Pour faire éclore une belle marque, les leviers restent assez classiques. « L’international représente déjà 80 % du chiffre d’affaires d’Isabel Marant, mais il faut poursuivre le développement en s’implantant dans des territoires où il y a encore beaucoup à faire, comme aux Etats-Unis ou en Asie, prévoit Eric Bismuth. Nous envisageons de poursuivre l’innovation produit et créer de nouvelles catégories pour répondre aux attentes des clientes et être suffisamment diversifié.
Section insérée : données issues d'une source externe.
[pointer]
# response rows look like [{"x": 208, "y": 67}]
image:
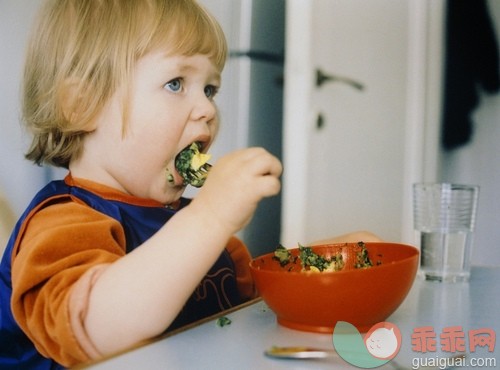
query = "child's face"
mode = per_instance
[{"x": 171, "y": 106}]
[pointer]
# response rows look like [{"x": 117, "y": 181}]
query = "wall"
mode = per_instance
[
  {"x": 19, "y": 179},
  {"x": 477, "y": 163}
]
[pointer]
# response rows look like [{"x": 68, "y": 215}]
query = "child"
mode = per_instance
[{"x": 113, "y": 91}]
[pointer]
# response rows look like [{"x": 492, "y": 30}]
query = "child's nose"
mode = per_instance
[{"x": 205, "y": 109}]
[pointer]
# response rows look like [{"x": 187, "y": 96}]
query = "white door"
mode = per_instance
[{"x": 354, "y": 143}]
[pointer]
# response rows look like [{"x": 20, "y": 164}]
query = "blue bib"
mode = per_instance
[{"x": 216, "y": 292}]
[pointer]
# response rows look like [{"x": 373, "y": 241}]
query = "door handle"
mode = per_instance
[{"x": 322, "y": 78}]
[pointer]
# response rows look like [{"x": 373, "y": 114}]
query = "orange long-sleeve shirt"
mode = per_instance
[{"x": 61, "y": 249}]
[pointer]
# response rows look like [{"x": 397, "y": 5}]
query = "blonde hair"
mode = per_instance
[{"x": 81, "y": 51}]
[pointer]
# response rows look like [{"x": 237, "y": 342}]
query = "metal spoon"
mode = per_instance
[{"x": 299, "y": 352}]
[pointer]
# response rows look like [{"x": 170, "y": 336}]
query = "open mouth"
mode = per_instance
[{"x": 192, "y": 165}]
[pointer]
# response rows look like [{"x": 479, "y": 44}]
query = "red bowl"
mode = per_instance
[{"x": 315, "y": 301}]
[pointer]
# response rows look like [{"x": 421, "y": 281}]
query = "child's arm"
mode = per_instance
[{"x": 139, "y": 295}]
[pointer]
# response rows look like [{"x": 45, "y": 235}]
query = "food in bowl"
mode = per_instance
[
  {"x": 314, "y": 302},
  {"x": 348, "y": 256}
]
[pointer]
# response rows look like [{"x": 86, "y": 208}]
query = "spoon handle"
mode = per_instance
[{"x": 299, "y": 352}]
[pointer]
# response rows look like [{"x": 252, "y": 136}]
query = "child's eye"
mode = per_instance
[
  {"x": 211, "y": 91},
  {"x": 174, "y": 85}
]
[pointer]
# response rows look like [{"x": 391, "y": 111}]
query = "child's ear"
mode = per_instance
[{"x": 70, "y": 100}]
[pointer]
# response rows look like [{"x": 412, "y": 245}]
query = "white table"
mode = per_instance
[{"x": 253, "y": 329}]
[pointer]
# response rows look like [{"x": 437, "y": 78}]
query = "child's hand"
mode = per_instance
[{"x": 236, "y": 184}]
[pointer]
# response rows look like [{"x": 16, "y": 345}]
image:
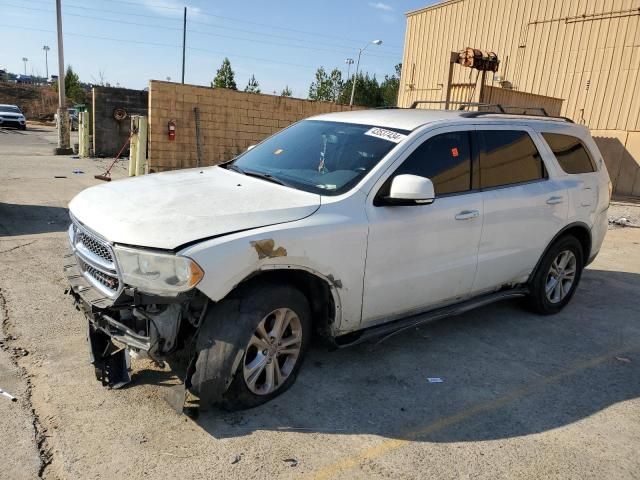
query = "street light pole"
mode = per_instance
[
  {"x": 46, "y": 59},
  {"x": 184, "y": 40},
  {"x": 349, "y": 62},
  {"x": 63, "y": 115},
  {"x": 355, "y": 75}
]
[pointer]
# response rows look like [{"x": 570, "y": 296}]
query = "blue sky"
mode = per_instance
[{"x": 281, "y": 42}]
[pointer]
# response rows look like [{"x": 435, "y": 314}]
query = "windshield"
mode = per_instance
[
  {"x": 10, "y": 108},
  {"x": 318, "y": 156}
]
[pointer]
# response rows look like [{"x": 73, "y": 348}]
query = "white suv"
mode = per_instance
[{"x": 351, "y": 225}]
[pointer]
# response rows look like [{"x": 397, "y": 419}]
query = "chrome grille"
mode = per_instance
[
  {"x": 96, "y": 260},
  {"x": 109, "y": 281},
  {"x": 94, "y": 246}
]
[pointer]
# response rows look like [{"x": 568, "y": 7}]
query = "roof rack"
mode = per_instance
[
  {"x": 501, "y": 109},
  {"x": 462, "y": 104}
]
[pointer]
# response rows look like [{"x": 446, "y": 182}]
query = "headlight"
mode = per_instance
[{"x": 158, "y": 273}]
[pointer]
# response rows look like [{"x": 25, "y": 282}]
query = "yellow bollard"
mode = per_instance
[
  {"x": 133, "y": 144},
  {"x": 83, "y": 134},
  {"x": 141, "y": 148}
]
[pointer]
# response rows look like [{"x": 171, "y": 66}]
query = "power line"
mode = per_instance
[
  {"x": 224, "y": 27},
  {"x": 157, "y": 44},
  {"x": 234, "y": 19},
  {"x": 219, "y": 35}
]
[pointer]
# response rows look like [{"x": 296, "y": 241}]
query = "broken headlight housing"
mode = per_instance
[{"x": 157, "y": 273}]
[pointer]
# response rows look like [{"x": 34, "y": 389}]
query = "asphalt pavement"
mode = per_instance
[{"x": 522, "y": 396}]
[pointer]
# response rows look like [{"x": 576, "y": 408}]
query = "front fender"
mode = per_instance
[{"x": 331, "y": 247}]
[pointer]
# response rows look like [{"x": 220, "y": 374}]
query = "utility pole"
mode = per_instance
[
  {"x": 355, "y": 75},
  {"x": 184, "y": 40},
  {"x": 63, "y": 116},
  {"x": 46, "y": 59}
]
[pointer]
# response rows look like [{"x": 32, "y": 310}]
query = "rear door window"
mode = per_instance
[
  {"x": 445, "y": 159},
  {"x": 571, "y": 154},
  {"x": 508, "y": 157}
]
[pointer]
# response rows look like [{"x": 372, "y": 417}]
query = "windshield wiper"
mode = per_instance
[
  {"x": 235, "y": 168},
  {"x": 265, "y": 176}
]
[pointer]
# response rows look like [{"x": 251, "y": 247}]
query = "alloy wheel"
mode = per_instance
[
  {"x": 561, "y": 276},
  {"x": 273, "y": 351}
]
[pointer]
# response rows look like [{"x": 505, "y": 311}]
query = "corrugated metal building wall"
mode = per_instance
[{"x": 586, "y": 52}]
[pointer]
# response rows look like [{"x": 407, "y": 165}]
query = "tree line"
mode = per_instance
[{"x": 328, "y": 86}]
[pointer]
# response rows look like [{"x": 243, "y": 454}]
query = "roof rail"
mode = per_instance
[
  {"x": 462, "y": 104},
  {"x": 501, "y": 109},
  {"x": 481, "y": 114}
]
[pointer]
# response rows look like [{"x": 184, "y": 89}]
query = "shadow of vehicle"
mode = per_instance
[
  {"x": 18, "y": 219},
  {"x": 506, "y": 373}
]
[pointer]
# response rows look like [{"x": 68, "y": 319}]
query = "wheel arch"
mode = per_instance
[
  {"x": 321, "y": 291},
  {"x": 580, "y": 231}
]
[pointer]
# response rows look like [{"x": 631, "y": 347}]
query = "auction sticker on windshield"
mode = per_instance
[{"x": 390, "y": 135}]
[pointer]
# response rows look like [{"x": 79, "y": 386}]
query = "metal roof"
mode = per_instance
[
  {"x": 410, "y": 119},
  {"x": 405, "y": 119}
]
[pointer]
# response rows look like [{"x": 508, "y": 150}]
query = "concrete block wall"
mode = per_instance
[
  {"x": 621, "y": 152},
  {"x": 108, "y": 133},
  {"x": 230, "y": 121}
]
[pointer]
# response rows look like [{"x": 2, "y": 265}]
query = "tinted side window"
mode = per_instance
[
  {"x": 445, "y": 159},
  {"x": 508, "y": 157},
  {"x": 571, "y": 154}
]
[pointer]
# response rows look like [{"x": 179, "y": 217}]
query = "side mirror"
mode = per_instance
[{"x": 411, "y": 190}]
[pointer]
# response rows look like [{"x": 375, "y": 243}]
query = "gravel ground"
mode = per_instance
[
  {"x": 523, "y": 396},
  {"x": 628, "y": 209}
]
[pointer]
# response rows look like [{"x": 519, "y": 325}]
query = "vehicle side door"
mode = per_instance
[
  {"x": 524, "y": 207},
  {"x": 422, "y": 256},
  {"x": 580, "y": 169}
]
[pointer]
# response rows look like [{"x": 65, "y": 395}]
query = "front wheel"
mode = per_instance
[
  {"x": 256, "y": 342},
  {"x": 557, "y": 277}
]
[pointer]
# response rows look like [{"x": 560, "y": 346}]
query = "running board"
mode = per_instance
[{"x": 387, "y": 330}]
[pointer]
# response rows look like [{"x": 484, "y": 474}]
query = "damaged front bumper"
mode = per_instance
[{"x": 133, "y": 323}]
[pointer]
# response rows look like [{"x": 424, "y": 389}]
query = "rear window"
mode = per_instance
[
  {"x": 571, "y": 154},
  {"x": 508, "y": 157}
]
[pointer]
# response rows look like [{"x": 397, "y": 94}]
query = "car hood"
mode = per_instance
[
  {"x": 7, "y": 114},
  {"x": 170, "y": 209}
]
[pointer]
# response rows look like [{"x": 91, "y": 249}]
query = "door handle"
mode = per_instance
[{"x": 468, "y": 215}]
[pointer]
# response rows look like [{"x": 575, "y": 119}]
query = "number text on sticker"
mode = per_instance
[{"x": 389, "y": 135}]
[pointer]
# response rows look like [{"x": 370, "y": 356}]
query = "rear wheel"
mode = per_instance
[{"x": 557, "y": 277}]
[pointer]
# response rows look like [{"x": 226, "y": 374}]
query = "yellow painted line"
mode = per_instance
[{"x": 387, "y": 446}]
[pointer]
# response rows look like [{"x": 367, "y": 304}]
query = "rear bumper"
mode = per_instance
[{"x": 598, "y": 232}]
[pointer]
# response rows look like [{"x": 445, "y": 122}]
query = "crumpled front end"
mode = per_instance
[{"x": 121, "y": 320}]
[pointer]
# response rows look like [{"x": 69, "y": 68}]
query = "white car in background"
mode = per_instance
[
  {"x": 350, "y": 225},
  {"x": 12, "y": 116}
]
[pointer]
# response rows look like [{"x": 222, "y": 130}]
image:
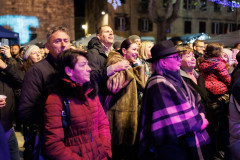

Enfin, il est très important de garder le contact avec des consommatrices fidèles qui sont les vraies avocates de la marque, et maintenir une animation de cette communauté, avec un important volet digital. » De plus, Isabel Marant diffuse deux marques, avec deux gammes de prix, entre lesquelles piochent les clientes. Pour les entreprises du portefeuille de l’équipe de Frédéric Biousse, tout un arsenal est mis à disposition des participations. « En tant que société d’investissement, nous investissons notre argent et celui de proches, et nous pouvons être très actifs sur l’opérationnel, contrairement aux fonds de private equity, explique celui qui a vécu sept LBO comme manager. Nous sommes 15 professionnels. Nous avons ouvert des magasins dans 34 pays, jusqu’à 110 boutiques par an. Nous avons donc l’expérience de l’exécution, ce qui représente la principale difficulté du métier. Nos experts aident nos entreprises car il y a des recettes qui fonctionnent pour aller vite. Par exemple, chez Balibaris, nous avons revu le sourcing, amélioré la qualité sans toucher au prix, et ouvert 30 magasins en un an. En deux saisons, nous avons gagné 20 points de marge brute. »

COMMENT SORTIR ?

Sandro Maje a vécu deux LBO avant d’être cédé à un géant du textile chinois. Shandong Ruyi Technology Group est principalement actif sur le marché du textile, avec une présence tout au long de la chaîne de valeur, de la culture des matières premières à la vente de vêtements en passant par le design et la production. Conglomérat de plus de 20 filiales, il a pu débourser 1,3 milliard d’euros pour racheter le groupe détenu majoritairement par KKR. La Chine représente donc à la fois un marché et un vivier d’acquéreurs potentiels. Car tout le monde n’est pas forcément tombé sous le charme du luxe abordable : « Certains fonds de private equity se sentent à l’aise sur ce type de segment et ont réalisé avec succès plusieurs investissements dans le secteur, remarque le président de Montefiore. Le marché intéresse également d’autres investisseurs, comme les familles et les fonds souverains. En effet, ils comprennent les logiques de déploiement de long terme de marque, avec un potentiel très fort de création de valeur et une approche patrimoniale. » En France, l’investisseur historique spécialiste du luxe abordable reste L Catterton (ex-L Capital), lancé par LVMH. Petit à petit, le luxe abordable se fait aussi une place dans d’autres domaines que la mode. De façon connexe, les accessoires s’y prêtent : Experienced Capital Partners a ainsi récemment investi dans le créateur de lunettes Jimmy Fairly. On retrouve aussi le luxe abordable dans la nourriture, les cosmétiques ou encore le voyage. Car finalement, tout cela reste une question de style.